My name is Belen Lopez Curiel and I am a full-time student at UC Riverside and a songwriter with a part-time job. I was in foster from 14-18 years old. Unfortunately, I aged out of foster care and was forced to make my ends meet somehow. Because of my resiliency I am proud to be the woman I am today. I feel that the struggles I've experienced have molded me into the artist I am becoming, but at the same time I feel very humbled to be a voice for those who are going through difficult battles.
I would appreciate it if folks can play this song when there is an advocacy event, or for foster care awareness month.
Thank you!

Saprina
Poem, Chasing Dragons III
San Diego, CA
This piece is a step toward affirming my complex identity formed in a transethnic foster placement. After being permanently abandoned by my mother as an infant, and placed in the care of an abusive foster family, this piece thinks about the cause of my separation from my mom--her demons/addictions. The loss of mother, and being raised by an abusive antiblack latine family that had no faith in my mothers humanity, created weird wounds. In this piece, I write through a lens of self consciousness. I determine for myself how much room I am capable of making for my biological mother, despite my foster families attempts to determine that for me. As I wrote this piece, I pondered on how alone I am in this world as a foster child, and how much freedom and autonomy there is in that fact. Toward building my chosen and found family, I stand up to the prejudices against/fears of my mother that my foster family implanted in me. "Chasing the Dragon" does this, to find forgiveness and understand my mother as a woman of color trying to cope with living under systems of oppression in the U.S., just like me.

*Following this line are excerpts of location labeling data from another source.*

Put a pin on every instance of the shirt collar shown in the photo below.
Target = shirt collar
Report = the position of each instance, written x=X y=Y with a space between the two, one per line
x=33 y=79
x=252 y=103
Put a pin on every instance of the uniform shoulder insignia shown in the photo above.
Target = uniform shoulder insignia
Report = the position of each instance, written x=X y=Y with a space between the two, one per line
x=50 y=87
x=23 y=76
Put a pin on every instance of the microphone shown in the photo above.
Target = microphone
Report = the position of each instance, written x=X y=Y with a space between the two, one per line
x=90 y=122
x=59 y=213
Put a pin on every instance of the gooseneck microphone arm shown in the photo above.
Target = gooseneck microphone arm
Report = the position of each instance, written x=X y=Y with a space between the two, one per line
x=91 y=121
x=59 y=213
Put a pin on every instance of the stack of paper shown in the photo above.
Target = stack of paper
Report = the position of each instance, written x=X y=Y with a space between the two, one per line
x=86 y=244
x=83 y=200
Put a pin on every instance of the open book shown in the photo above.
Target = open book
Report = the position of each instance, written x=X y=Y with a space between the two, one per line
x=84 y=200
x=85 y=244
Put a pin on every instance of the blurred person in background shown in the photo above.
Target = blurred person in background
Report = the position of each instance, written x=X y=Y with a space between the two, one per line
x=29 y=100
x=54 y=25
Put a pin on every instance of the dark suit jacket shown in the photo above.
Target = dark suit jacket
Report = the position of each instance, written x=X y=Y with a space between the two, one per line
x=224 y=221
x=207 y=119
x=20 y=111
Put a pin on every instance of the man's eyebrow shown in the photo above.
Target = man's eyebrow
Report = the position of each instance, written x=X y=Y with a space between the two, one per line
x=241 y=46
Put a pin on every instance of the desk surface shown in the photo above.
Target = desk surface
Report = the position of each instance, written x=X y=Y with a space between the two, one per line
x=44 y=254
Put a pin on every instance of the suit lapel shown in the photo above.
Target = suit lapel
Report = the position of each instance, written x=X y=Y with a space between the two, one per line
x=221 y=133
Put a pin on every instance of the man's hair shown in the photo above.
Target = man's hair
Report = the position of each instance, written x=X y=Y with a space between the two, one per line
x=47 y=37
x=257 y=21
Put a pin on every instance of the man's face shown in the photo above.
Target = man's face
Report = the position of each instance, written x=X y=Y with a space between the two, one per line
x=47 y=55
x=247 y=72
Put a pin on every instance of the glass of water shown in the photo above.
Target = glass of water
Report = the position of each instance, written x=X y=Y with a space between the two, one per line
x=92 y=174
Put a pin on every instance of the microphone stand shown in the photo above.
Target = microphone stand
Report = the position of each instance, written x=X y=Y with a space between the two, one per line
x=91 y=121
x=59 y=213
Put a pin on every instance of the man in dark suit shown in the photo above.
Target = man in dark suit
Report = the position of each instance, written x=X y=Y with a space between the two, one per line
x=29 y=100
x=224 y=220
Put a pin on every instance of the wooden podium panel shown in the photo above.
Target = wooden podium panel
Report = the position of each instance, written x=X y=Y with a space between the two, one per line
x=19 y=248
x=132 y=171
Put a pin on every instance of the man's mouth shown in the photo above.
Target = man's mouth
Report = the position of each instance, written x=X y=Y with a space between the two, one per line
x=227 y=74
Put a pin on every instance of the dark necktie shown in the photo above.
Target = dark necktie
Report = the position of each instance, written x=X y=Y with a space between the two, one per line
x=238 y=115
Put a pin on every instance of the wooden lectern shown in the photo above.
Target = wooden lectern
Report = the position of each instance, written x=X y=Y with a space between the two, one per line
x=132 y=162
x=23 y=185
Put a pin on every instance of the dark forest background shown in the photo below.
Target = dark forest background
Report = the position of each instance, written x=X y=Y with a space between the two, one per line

I am a former foster youth from San Diego, California, lover of Plátanos, soul music, and all things horror. As an implant in an Afro Panameña foster family, my understanding of identity was made complicated by the fact that I was racially African American. From early on, navigating belonging and the lines between race-ethnicity-nationality taught me about the fluidity of belonging. Themes of innocence, beauty, anti-blackness within the black diaspora, and belonging, continue to be frameworks for my work. I seek to articulate original stories, in which other foster kids/alumni with experiences in transracial/transethnic placements, can see themselves.